Moving beyond the illusion of ‘AI is magic’ at KM & AI Summit 2025
Understanding AI as a true technological mechanism—not just the mystical ingredient that makes all your problems disappear—is fundamental.
At this year’s KM & AI Summit, Seth Earley, CEO of Earley Information Science and author of The AI Powered Enterprise, will break down what makes AI work—and work successfully—in his session, “Building a Knowledge Architecture for Retrieval-Augmented Generation (RAG).”
Unlock the future of innovation and knowledge management at the KM & AI Summit in Scottsdale, Arizona, March 17-19, 2025.
The KM & AI Summit—brought to you by the organizers of KMWorld—brings together thought leaders, technologists, KM practitioners, and industry experts to examine the latest trends and best practices for striking the balance between robust KM and AI innovation.
Earley explained that, at its core, “AI is not magic. Although it seems to be magic, we do need data. We need a foundation of good data, quality data—and we need the right data architecture, because at the end of the day, it's a retrieval mechanism.”
With a mechanism that depends on information—and good information, at that—developing a system that feeds it quality data seems rather obvious. But for the AI era, returning to and refining the basics of data and information management is less apparent, though more crucial, than one might think.
“There's a lot of what I'll call, aspirational functionality, where people are expecting certain things or trying to do certain things, but they're little ahead of their skis,” said Earley. “I still see vendors…assume there's a knowledgebase…[but] how good is that knowledgebase? How well curated is it? How well organized is it tagged? Is it fresh?”
With retrieval-augmented generation, or RAG—a popular method of enhancing AI outputs with external information—these questions ring even more true.
“When people say, just use generative AI, there's a whole retrieval piece of this. And the problem with retrieval is the problem that we've always had with retrieval, the problem we've always had with search,” said Earley. “Anything we're doing with retrieval-based AI is to make up for our past sins in poor data, content curation, and hygiene.”
“The way to do that is to build a knowledge architecture, [or] a subset of the overall information architecture of the enterprise, and it's focused on very specific use cases. It's a much narrower domain, and it's used to access information for the user in the context in which they're using that information. So, knowledge architecture for generative AI is absolutely essential to making retrieval-augmented generation work, full stop,” Earley continued.

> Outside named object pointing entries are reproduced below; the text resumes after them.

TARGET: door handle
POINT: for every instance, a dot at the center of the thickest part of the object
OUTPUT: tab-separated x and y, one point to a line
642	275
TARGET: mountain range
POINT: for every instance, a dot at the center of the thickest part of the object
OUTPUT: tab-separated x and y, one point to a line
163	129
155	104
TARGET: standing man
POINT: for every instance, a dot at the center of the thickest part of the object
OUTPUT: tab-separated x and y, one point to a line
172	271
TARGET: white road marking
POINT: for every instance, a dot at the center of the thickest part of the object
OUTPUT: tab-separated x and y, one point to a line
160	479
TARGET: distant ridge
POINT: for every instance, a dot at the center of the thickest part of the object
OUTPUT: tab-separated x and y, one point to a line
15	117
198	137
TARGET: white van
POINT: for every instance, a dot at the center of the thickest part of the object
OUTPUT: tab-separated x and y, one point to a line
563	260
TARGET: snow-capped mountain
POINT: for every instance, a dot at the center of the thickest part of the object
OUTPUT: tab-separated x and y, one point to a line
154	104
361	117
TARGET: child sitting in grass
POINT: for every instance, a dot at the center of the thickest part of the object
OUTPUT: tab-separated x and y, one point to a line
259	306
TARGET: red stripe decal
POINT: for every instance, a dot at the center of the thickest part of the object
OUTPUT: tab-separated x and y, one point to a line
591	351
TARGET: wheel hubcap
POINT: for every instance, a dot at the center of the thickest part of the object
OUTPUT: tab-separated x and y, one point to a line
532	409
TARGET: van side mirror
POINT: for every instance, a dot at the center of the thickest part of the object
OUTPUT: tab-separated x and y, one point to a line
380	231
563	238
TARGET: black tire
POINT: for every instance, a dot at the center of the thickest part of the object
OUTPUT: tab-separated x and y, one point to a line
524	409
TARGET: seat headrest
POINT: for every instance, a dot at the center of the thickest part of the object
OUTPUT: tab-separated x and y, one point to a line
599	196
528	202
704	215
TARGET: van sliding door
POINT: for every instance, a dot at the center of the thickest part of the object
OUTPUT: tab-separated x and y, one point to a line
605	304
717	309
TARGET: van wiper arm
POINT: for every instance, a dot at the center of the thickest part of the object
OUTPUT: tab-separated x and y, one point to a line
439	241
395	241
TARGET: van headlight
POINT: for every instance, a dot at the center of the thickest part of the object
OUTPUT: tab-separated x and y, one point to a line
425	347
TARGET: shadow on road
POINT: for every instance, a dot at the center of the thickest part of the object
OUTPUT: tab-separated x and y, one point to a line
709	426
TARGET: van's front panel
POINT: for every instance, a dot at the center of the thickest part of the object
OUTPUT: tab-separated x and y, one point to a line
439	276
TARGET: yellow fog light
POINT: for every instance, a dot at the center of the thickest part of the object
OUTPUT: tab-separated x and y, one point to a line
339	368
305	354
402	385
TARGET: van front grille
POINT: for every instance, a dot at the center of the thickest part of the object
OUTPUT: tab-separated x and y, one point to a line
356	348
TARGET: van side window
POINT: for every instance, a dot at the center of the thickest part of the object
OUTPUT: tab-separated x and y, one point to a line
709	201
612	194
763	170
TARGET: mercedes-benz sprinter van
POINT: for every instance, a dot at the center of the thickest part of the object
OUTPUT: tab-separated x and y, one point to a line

Outside of his session, Earley looks forward to diving into the nitty-gritty of the real-world problems associated with KM and AI.
“I'm looking forward to seeing the real, hard-hitting, deep-dive types of case studies and examples,” he noted.
Earley further predicted that many attendees will be interested in effective resource allocation; as demands grow more ambitious and budgets get tighter, managing resources is more important than ever.
“It's all about resource allocation and course corrections. You have lots of opportunities to apply these tools; there's lots of initiatives going on. How do you decide what the best use of your resources are?” Earley pointed out. “I think anything that is helping people make decisions about how they apply their resourcing is going to be important, because it's really saying, how are we measuring value, how are we measuring outcomes?”
Earley’s session will take place on Tuesday, March 18 at 3:30 p.m.